How To Return To Running After Giving Birth
Whether you can’t wait to get back out running, or want to start with a gentle jog, here’s some great advice about running after giving birth.
Build Up Slowly
Just as you would after injury or surgery, and just as you did when you started running, you’ll need to build up the pace and the mileage when you return to running after giving birth. Use walk/run methods, take plenty of recovery days, and stretch (using postnatal stretches and strengthening exercises to focus on your hips, pelvis, back and glutes).
Relaxin, Running And Ligaments
Your body’s ligaments become more pliable to prepare for birth, but get back to normal within days of giving birth. The hormone relaxin is only produced before the birth, although other hormones are responsible for softening ligaments, too, hence we are often warned not to take part in high-impact exercise for 20 weeks after the birth. However, plenty of new Mums return to running long before this.
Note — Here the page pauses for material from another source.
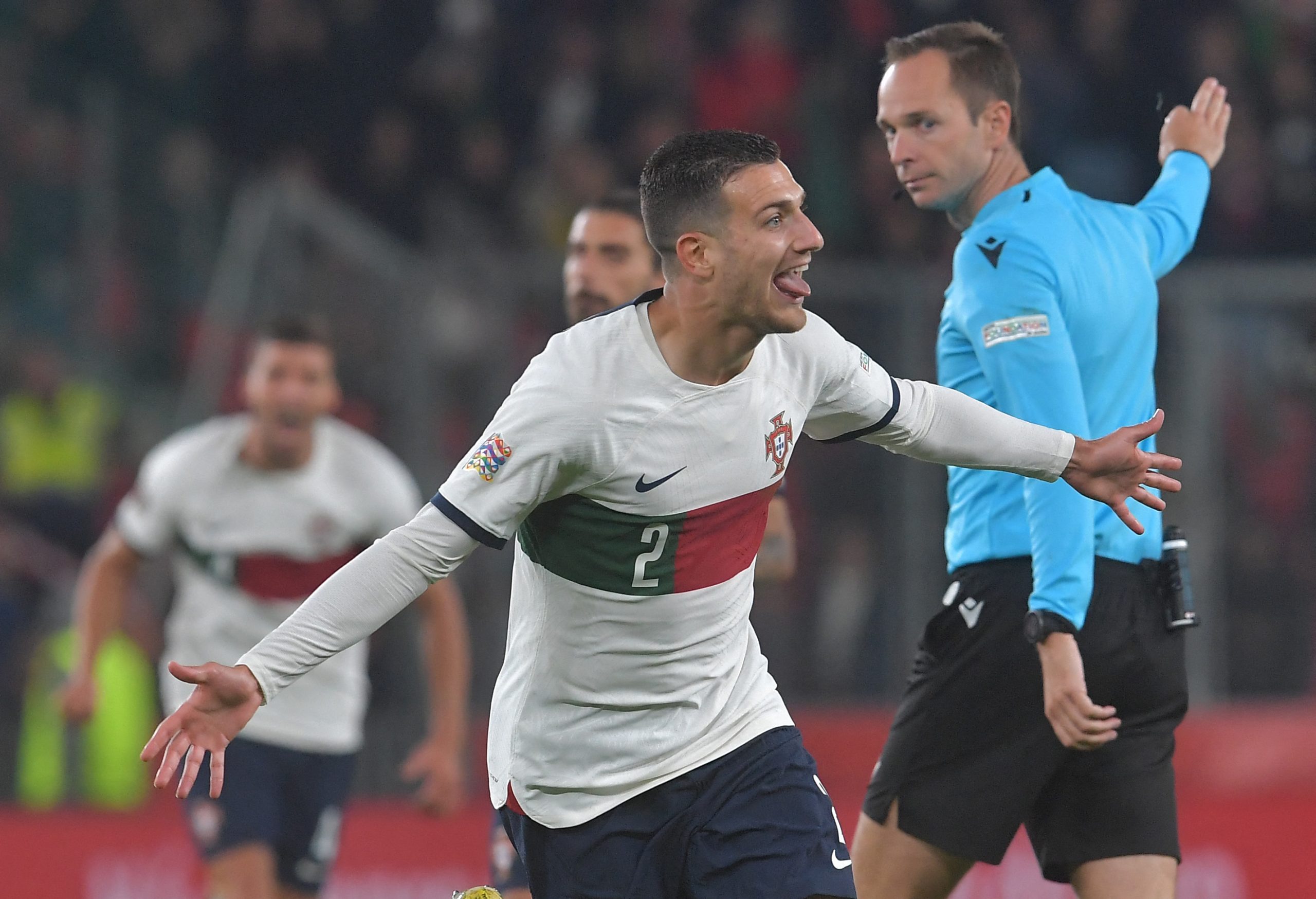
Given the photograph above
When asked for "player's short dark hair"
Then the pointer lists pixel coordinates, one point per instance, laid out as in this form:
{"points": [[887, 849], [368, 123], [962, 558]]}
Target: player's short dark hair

As long as you are not suffering any specific problems, and you listen to your body and discuss your return to running with your midwife or health visitor, you should be fine to try running before the 20-week period has elapsed.
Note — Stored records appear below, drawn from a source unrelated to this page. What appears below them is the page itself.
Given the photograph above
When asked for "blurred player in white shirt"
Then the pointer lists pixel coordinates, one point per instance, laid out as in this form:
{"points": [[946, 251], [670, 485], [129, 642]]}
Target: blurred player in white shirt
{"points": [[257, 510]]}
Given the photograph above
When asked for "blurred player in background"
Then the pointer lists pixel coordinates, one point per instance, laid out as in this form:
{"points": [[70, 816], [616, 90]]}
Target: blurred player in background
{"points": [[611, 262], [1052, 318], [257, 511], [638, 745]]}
Breastcare For Postpartum Runners
It goes without saying that you’ll need to get fitted for at least one new sportsbra for your return to running after giving birth. Ideally, get several – so you can always have one clean when the opportunity to run arises, and so you can accommodate fluctuations in breast changes. If you’re going back to running whilst still breastfeeding, bear in mind that your breasts are likely to produce extra foremilk. This is harmless but could be embarrassing or uncomfortable, so prepare for the eventuality. Some women find that their babies don’t like the taste of post-run breastmilk.
If your baby isn’t a great sleeper (and how many of them are, particularly in the early days?) then watch out for the effects of sleep deprivation. It’s wise to make the decision not to run if you’re feeling shattered through lack of sleep, because your co-ordination, reflexes, balance and awareness will be slow and out of kilter. Don’t risk accident or injury. Rest and try to catch up on sleep or walk or cross train if you want to.
Invest In A Running Buggy
We reviewed several running buggies a few months ago – take a look at the article for some guidance on how to select a running buggy which suits your needs as a running Mum and supports your baby as they grow.
Listen To Instinct
Take on board official advice, look to other Mums for inspiration and set yourself some goals, but ultimately remember to listen to instinct. Listen to your body, your energy levels, your fatigue, to any aches and pains, and to your emotions. Perhaps you don’t want to go out running just yet. That’s fine. Or maybe you simply must at least lace up your running shoes and head out of the door, to connect with your own identity.
However you feel as a postpartum runner, there is plenty of support and guidance out there for you when you choose to return to running after giving birth. Good luck.